Tokenizing images into compact visual representations is a key step in learning efficient and high-quality image generative models. We present a simple diffusion tokenizer (DiTo) that learns compact visual representations for image generation models. Our key insight is that a single learning objective, diffusion L2 loss, can be used for training scalable image tokenizers. Since diffusion is already widely used for image generation, our insight greatly simplifies training such tokenizers. In contrast, current state-of-the-art tokenizers rely on an empirically found combination of heuristics and losses, thus requiring a complex training recipe that relies on non-trivially balancing different losses and pretrained supervised models. We show design decisions, along with theoretical grounding, that enable us to scale DiTo for learning competitive image representations. Our results show that DiTo is a simpler, scalable, and self-supervised alternative to the current state-of-the-art image tokenizer which is supervised. DiTo achieves competitive or better quality than state-of-the-art in image reconstruction and downstream image generation tasks.

Figures (11)

• Figure 1: Diffusion tokenizer (DiTo) is a diffusion autoencoder with an ELBO objective (e.g., Flow Matching). The input image $\bm{x}$ is passed into the encoder $E$ to obtain the latent representation, i.e., 'tokens' $\bm{z}$, a decoder $D$ then learns the distribution $p(\bm{x}|\bm{z})$ with the diffusion objective. $E$ and $D$ are jointly trained from scratch. In contrast, prior work (a) relies on a combination of losses, heuristics, and pretrained models to learn.

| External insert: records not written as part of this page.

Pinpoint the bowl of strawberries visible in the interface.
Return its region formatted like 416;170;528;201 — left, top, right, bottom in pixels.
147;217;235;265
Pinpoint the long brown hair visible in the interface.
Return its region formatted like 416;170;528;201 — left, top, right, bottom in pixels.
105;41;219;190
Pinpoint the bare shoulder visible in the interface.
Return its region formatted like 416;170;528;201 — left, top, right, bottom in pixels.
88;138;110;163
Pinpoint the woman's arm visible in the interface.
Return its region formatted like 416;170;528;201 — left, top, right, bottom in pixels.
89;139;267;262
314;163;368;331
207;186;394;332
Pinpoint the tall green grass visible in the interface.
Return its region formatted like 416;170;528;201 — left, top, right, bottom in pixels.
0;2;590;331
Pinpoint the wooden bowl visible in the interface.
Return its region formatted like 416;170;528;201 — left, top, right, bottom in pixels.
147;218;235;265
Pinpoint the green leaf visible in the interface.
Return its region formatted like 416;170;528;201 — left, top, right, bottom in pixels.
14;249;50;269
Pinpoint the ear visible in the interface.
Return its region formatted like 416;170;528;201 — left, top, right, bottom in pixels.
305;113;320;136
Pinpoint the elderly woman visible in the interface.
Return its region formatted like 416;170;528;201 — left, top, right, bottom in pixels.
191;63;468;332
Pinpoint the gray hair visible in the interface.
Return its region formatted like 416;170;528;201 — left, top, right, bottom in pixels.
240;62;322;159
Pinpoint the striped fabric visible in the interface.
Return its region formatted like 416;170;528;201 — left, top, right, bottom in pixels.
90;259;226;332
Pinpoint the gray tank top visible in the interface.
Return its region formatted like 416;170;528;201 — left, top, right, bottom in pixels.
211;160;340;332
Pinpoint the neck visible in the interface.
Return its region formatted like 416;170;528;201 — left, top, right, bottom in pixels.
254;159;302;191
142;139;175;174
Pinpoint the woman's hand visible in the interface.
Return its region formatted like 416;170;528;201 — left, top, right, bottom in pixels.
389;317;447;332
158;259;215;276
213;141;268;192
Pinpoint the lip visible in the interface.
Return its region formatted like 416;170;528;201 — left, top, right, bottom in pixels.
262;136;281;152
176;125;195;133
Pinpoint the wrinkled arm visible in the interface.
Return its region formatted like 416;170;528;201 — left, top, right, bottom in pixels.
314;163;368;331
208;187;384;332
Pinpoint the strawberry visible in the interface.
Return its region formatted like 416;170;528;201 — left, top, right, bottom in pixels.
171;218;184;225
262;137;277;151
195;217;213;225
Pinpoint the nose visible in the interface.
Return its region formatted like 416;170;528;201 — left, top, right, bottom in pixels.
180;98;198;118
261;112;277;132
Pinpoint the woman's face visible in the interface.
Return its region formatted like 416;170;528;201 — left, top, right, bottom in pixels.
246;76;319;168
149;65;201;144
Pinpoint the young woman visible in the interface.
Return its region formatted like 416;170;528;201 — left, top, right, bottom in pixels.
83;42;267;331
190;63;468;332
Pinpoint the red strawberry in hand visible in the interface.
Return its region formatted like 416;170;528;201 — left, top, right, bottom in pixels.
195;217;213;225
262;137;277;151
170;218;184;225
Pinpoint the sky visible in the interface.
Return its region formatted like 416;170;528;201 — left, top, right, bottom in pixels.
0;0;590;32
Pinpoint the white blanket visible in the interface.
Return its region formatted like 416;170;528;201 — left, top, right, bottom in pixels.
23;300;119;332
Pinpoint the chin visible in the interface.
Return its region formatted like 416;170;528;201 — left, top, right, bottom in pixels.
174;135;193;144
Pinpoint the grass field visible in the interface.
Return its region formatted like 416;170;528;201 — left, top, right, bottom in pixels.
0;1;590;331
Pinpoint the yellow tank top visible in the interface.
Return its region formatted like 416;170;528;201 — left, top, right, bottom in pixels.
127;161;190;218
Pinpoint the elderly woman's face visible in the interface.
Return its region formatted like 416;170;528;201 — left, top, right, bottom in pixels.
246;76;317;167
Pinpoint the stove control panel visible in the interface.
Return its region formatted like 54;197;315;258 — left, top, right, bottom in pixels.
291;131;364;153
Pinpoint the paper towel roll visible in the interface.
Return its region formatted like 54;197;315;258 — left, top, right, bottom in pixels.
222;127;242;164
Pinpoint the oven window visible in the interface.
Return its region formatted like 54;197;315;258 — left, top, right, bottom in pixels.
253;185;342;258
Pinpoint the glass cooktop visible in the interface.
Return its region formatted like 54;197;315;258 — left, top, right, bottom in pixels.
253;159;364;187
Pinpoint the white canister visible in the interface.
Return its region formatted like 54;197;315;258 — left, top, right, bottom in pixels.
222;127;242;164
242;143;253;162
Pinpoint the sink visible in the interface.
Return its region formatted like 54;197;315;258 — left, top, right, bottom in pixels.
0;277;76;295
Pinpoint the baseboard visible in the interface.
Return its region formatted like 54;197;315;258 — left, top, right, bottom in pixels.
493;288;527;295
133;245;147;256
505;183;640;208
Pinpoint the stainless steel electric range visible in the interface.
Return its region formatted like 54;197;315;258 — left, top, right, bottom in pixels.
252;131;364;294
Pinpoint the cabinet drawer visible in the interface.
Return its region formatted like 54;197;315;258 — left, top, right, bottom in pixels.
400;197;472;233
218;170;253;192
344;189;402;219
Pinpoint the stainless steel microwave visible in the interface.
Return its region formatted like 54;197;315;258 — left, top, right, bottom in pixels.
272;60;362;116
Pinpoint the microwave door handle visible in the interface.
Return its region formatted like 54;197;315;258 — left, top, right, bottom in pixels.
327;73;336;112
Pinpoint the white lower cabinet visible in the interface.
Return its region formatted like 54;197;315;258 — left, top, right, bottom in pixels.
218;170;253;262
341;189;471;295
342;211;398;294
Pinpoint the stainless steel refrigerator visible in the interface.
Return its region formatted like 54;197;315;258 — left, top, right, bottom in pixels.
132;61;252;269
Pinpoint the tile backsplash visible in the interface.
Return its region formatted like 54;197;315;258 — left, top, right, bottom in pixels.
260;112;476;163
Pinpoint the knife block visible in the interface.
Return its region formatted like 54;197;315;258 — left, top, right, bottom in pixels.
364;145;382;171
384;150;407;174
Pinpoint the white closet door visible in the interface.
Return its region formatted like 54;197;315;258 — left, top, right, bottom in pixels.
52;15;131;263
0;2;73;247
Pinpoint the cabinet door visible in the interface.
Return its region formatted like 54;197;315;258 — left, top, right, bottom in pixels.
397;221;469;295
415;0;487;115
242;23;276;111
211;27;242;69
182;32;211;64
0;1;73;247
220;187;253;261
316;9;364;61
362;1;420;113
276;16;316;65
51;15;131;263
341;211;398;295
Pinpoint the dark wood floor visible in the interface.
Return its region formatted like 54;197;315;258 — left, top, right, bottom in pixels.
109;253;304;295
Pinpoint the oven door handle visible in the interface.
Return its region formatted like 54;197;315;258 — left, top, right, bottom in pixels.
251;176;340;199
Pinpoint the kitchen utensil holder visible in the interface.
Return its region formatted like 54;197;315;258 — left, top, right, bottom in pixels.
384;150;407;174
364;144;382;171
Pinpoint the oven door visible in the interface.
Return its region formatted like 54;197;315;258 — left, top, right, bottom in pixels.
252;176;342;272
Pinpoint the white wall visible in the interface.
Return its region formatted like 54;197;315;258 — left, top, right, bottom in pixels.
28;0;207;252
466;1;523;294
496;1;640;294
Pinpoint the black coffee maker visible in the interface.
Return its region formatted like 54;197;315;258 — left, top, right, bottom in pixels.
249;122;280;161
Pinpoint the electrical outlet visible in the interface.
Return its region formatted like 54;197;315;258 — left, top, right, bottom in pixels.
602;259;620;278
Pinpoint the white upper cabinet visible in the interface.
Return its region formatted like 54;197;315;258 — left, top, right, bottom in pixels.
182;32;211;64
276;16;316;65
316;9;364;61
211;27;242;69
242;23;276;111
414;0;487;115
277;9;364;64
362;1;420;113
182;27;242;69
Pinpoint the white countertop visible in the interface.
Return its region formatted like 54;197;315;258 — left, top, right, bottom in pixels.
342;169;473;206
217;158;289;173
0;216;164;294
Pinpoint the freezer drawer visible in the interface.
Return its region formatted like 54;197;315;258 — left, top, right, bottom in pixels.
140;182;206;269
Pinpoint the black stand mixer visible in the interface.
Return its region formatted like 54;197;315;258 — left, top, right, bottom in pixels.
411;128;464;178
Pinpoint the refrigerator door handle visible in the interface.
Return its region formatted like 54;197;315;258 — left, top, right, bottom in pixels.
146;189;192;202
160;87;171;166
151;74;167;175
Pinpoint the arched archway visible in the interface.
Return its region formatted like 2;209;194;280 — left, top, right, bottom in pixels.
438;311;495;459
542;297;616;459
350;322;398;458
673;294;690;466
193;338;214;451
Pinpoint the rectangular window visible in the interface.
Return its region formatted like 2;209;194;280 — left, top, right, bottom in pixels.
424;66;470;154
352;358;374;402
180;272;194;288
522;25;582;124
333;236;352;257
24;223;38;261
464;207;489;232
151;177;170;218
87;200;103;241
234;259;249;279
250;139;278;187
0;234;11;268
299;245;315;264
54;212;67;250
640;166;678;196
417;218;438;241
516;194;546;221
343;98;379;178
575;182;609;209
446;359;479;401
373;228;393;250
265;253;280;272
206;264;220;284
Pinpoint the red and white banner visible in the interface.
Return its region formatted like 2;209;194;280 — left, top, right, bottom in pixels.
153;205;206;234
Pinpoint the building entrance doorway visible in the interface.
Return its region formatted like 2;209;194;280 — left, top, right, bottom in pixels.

• Figure 2: Comparison of GAN-LPIPS tokenizer (GLPTo) and diffusion tokenizer (DiTo). GLPTo uses a weighted combination of L1, LPIPS, and GAN loss, while DiTo only uses a diffusion L2 loss. Despite the simplicity, we observe that when being scaled up, DiTo is competitive to or better than GLPTo for reconstruction, as shown in the examples (at 256 pixel resolution).
• Figure 3: Scalability of diffusion tokenizers. When increasing the number of trainable parameters in the diffusion decoder from DiTo-B, DiTo-L, to DiTo-XL in the joint training, we observe that the image reconstruction quality keeps improving for structures and textures. Both the visual quality and reconstruction faithfulness are improved when scaling up the diffusion tokenizer.
• Figure 4: Comparison for human preference of image reconstructions. Models are compared to GLPTo at the same scale. When being scaled up, we observe that DiTo's (without perceptual loss) visual quality significantly improves and outperforms GLPTo in human preference.
• Figure 5: Comparison of training objectives in diffusion tokenizers. The frozen $\bm{z}$ space is from a GLPTo-B. We observe that when jointly training the encoder and diffusion decoder, ELBO diffusion objectives (flow matching, $\bm{v}$-pred with cosine schedule) can learn good latent representation $\bm{z}$, while other objectives may have color shift in the reconstruction (colors are good given a frozen $\bm{z}$ space).